Esta forma de ritualizar el pacto de lectura para que no pueda haber equívocos entre autor y lector es tan antigua como la propia escritura y se da en todas las lenguas. El bíblico «Libro de Job», por ejemplo, en su original hebreo comienza así («Érase una vez…») y por eso cualquier judío sabe que ese libro es un cuento, que no cuenta hechos reales, cosa que los lectores occidentales, por ese temor sacral que infunde la Biblia, olvidan fácilmente de forma que lo toman literalmente, lo que es muy comprensible sobre todo si tenemos en cuenta que, tras su lectura en el templo, se añade después la frase «Palabra de Dios», por lo que no es extraño que el feligrés acabe hecho un lío ante un dios que se juega la vida de los hijos de Job en una apuesta con Satán.

Hoy nos basta con leer un «érase una vez» o un «once upon a time…» para firmar con el autor un inequívoco pacto de lectura, pero en otras épocas, cuando la escritura era un recurso casi taumatúrgico de registrar palabras, no es extraño que la ritualización de estos pactos de lectura fuese algo más larga.

Veamos cómo empieza uno de los cuentos de la epopeya de Gilgamesh (Mesopotamia, año 2500 AEC) que nos narra la bajada al inframundo de su amigo Enkidu:

«…en aquellos días en que se determinó el destino,
cuando la abundancia se desbordó en la Tierra,
cuando An tomó los cielos para sí,
cuando Enlil tomó la tierra para sí,
cuando el mundo inferior le fue dado a Ereshkigal como un regalo;
cuando zarpó, cuando zarpó,
cuando el padre zarpó hacia el inframundo, cuando Enki zarpó hacia el inframundo,
contra el señor se levantó una tormenta de pequeños granizos,
contra Enki se levantó una tormenta de grandes granizos.
Los pequeños eran martillos livianos,
los grandes eran como piedras de catapultas.
La quilla del pequeño bote de Enki temblaba como si estuviera siendo embestida por tortugas, las olas en la proa del bote se elevaban para devorar al señor como lobos y las olas en la popa del bote atacaban a Enki como un león.

En ese momento, había un solo árbol…»

Y es a partir de aquí que se nos cuenta la historia del árbol «Halub» y todas sus peripecias hasta acabar convertido en silla y cama para la diosa Innanna.

Con la misma o parecida fórmula («…en aquellos días en que se determinó el destino,
cuando la abundancia se desbordó en la Tierra,
cuando An tomó los cielos para sí,
cuando Enlil tomó la tierra para sí,
cuando el mundo inferior le fue dado a Ereshkigal…») comienzan otros varios episodios del poema de Gilgamesh, lo que lleva a pensar que fuesen ese exhordio inamovible con que escritor y oyentes firmaban aquel antiguo pacto de lectura.
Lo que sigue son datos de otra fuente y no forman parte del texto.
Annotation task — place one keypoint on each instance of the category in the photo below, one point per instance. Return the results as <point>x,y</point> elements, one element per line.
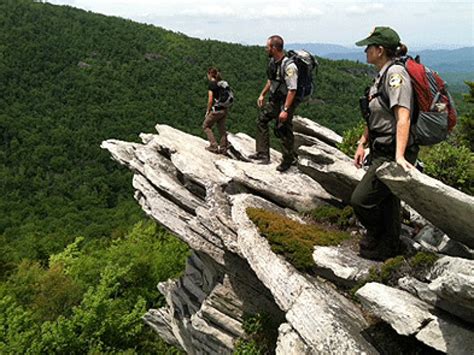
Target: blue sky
<point>421,24</point>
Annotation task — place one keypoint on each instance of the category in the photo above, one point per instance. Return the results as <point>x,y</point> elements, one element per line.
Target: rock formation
<point>232,272</point>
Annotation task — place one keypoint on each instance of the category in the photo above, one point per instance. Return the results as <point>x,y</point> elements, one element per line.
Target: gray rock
<point>445,207</point>
<point>448,337</point>
<point>405,313</point>
<point>289,342</point>
<point>243,145</point>
<point>325,321</point>
<point>452,280</point>
<point>291,189</point>
<point>436,241</point>
<point>336,173</point>
<point>313,129</point>
<point>341,265</point>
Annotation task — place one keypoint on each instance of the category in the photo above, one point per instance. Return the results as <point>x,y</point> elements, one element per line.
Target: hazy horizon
<point>421,24</point>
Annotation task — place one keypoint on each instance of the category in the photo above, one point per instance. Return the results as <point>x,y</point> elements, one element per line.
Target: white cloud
<point>335,21</point>
<point>363,9</point>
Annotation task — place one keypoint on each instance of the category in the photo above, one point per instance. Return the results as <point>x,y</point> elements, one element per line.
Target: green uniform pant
<point>284,130</point>
<point>377,208</point>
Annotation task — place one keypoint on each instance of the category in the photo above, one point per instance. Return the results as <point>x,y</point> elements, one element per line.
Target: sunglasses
<point>370,45</point>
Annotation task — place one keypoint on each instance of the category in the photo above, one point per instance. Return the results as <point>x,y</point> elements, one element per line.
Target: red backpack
<point>434,114</point>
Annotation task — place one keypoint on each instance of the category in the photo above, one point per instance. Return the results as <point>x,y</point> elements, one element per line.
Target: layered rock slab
<point>409,315</point>
<point>445,207</point>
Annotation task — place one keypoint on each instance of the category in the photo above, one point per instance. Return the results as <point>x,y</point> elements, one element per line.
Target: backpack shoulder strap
<point>381,93</point>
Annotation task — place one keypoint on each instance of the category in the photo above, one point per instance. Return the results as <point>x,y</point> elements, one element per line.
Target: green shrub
<point>333,215</point>
<point>395,268</point>
<point>350,138</point>
<point>258,335</point>
<point>293,240</point>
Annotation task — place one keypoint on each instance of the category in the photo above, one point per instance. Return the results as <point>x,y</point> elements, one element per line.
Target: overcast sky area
<point>421,24</point>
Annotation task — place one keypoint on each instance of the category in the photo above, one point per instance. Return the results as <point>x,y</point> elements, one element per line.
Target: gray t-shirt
<point>397,88</point>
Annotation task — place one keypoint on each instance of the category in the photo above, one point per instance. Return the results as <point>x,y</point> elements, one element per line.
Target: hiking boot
<point>212,149</point>
<point>261,157</point>
<point>286,164</point>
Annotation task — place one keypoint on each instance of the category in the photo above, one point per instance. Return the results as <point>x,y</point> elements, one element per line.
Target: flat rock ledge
<point>326,321</point>
<point>447,208</point>
<point>341,265</point>
<point>409,315</point>
<point>310,128</point>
Personalmente debo confesar que me gusta la mención a «aquellos tiempos en que se determinó el destino» pues encaja perfectamente con los mitos sumerio-acadio-babilónicos sobre las peripecias de la redacción (e incluso robo) del libro del destino.

Es verdad que es difícil entender y disfrutar estos textos con sus reiteraciones si no reparamos en que están escritos en verso y que, al igual que hoy, cuando escribimos en verso repetimos estrofas por razones musicales o poéticas

«El lagarto está llorando
la lagarta está llorando
el lagarto y la lagarta
con delantalitos blancos»

O incluso incluímos en nuestras composiciones palabras incomprensibles…

«Achilipú, apú, apú…»
«Aserejé, ja, de jé…»

pues ellos también lo hacían

«…cuando zarpó, cuando zarpó,
cuando el padre zarpó hacia el inframundo,»
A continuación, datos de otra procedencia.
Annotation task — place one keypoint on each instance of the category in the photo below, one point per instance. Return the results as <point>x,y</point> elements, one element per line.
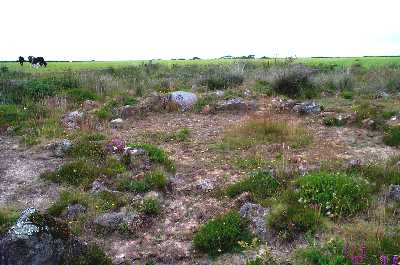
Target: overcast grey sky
<point>127,30</point>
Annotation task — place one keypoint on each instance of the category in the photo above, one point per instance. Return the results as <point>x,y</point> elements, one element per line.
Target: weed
<point>260,184</point>
<point>336,194</point>
<point>222,234</point>
<point>151,206</point>
<point>265,131</point>
<point>74,173</point>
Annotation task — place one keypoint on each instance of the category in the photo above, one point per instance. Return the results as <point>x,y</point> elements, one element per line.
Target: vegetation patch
<point>152,180</point>
<point>74,173</point>
<point>223,234</point>
<point>335,194</point>
<point>156,155</point>
<point>260,184</point>
<point>265,131</point>
<point>7,219</point>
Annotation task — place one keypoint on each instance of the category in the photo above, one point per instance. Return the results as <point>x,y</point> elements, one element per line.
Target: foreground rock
<point>38,240</point>
<point>182,99</point>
Es una pena que al traducir se pierda la musicalidad del lenguaje original pero no se puede tener todo. A veces pienso que sería bonito escuchar el poema de Gilgamesh recitado en acadio, un idioma semítico con semejanzas evidentes al actual árabe o al propio hebreo, quizá algún día alguien lo haga y podamos escuchar un sonido de cinco mil años contando cómo Gilgamesh, buscando la inmortalidad, fatigó el mundo conocido para volver a su tierra sabio y mortal.

Pareciera que, aunque yo no lo creo, no hubiese nada nuevo bajo el sol… Y, ahora que digo esto, caigo en que esto también está dicho al menos desde que el profeta redactó el bíblico Eclesiastés:

«Generación va, y generación viene: mas la tierra siempre permanece.
5 Y sale el sol, y pónese el sol, y con deseo vuelve á su lugar donde torna á nacer.
6 El viento tira hacia el mediodía, y rodea al norte; va girando de continuo, y á sus giros torna el viento de nuevo.
7 Los ríos todos van á la mar, y la mar no se hinche; al lugar de donde los ríos vinieron, allí tornan para correr de nuevo.
8 Todas las cosas andan en trabajo mas que el hombre pueda decir: ni los ojos viendo se hartan de ver, ni los oídos se hinchen de oir.
9 ¿Qué es lo que fué? Lo mismo que será. ¿Qué es lo que ha sido hecho? Lo mismo que se hará: y nada hay nuevo debajo del sol.»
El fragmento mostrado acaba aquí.